So I Googled it, and I notice that Google now has AI responses at the top of searches! This is so wonderful, because AI recently learned that there are three r’s in the word strawberry, after previously not knowing that, so now obviously the sky is the limit for AI.

AI says Van Gogh did not say that. I think he did, somewhere, but I’m not going to try to nail it down now. I once owned a book of his collected letters and other writings, but don’t have it now, but I think he said somewhere in there, in one of his letters. I could be wrong. Anyway.

I am an artist, a pretty good one I guess, since I sell a lot of work, though that is not necessarily the metric for making good art. Van Gogh apparently sold only one painting in his lifetime, though that, too, is disputed.

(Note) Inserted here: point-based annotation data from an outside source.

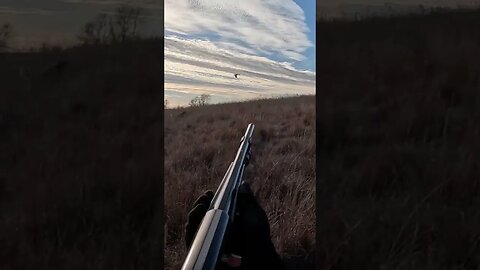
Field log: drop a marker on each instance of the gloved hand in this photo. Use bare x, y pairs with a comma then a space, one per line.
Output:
250, 233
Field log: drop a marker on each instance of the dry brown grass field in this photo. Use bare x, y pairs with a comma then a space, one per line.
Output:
398, 133
80, 157
200, 142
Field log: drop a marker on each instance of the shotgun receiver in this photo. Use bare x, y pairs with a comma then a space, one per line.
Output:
207, 247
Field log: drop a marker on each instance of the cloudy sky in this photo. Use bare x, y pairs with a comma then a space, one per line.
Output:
59, 21
270, 43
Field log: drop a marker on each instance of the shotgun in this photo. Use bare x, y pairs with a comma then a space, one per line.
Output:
212, 234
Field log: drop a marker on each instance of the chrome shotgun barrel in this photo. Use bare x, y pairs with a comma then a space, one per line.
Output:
206, 250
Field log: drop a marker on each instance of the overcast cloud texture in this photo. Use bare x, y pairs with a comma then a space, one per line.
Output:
207, 42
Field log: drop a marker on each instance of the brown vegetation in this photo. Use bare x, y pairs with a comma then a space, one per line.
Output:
398, 131
80, 157
200, 142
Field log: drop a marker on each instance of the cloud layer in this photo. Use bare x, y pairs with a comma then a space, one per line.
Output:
268, 27
207, 42
194, 67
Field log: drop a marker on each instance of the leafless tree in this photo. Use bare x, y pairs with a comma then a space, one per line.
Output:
111, 28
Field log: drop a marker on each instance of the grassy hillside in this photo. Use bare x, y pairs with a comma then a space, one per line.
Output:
398, 131
80, 157
201, 142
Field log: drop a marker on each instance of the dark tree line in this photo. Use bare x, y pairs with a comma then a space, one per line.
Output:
121, 26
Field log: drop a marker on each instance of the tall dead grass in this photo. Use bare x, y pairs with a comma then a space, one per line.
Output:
201, 142
398, 125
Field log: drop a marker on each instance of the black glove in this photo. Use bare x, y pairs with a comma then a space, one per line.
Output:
249, 234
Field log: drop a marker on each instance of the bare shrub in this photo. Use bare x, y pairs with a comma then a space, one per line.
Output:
120, 27
201, 100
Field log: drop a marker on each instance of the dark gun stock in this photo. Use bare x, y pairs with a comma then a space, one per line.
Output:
207, 246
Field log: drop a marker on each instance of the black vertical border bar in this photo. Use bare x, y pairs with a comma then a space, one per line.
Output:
317, 146
156, 256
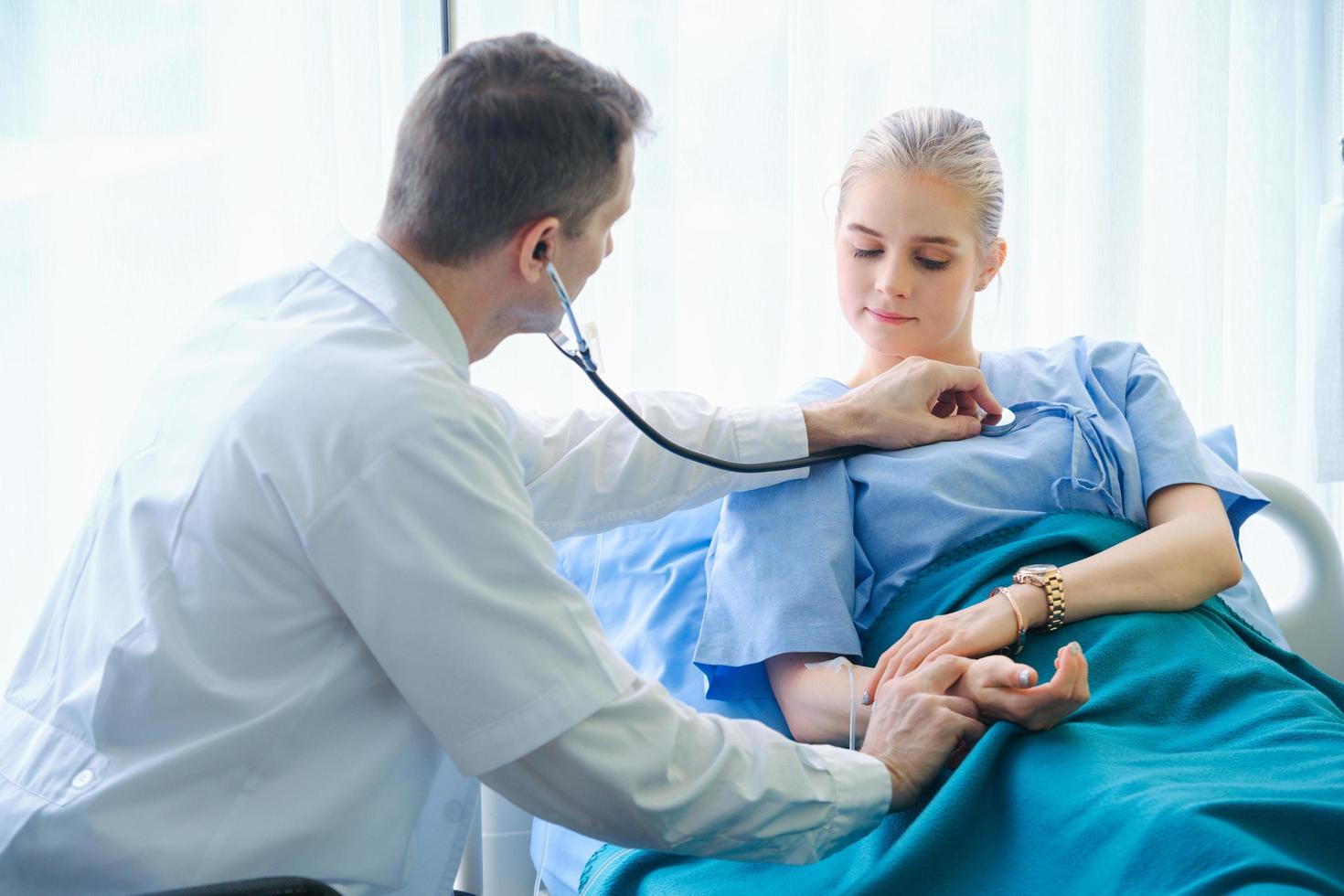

Art is not how I have earned my living, but it is one of the things I do.

And I would like to say that, when I draw or paint, I don’t think.

I don’t know if this is the state that Krishnamurti, the eastern mystics, and @abaddon are referring to, but it is really quite extraordinary, and it happens in no other endeavor in my life. When I am making a work of art, there is just nothing. Nothing else. Just the art and I, and otherwise total mental silence. Like a trance state. No thoughts or memories. No past or future. Even sound seems largely blocked out. You might say, I suppose, that I am at one with the art, and the observer is the observed.

Now, I have earned a living as a writer and editor, and I do not have that experience in those endeavors at all, except on those comparatively rare occasions when I seem to be “taking dictation” from works my subconscious has worked out before I am consciously aware of them.

Make of it what you will. It is of quite acute interest to me.

I wonder if Krishnamurti’s “choiceless perception” means being like me and my art, except, being like that, all of the time.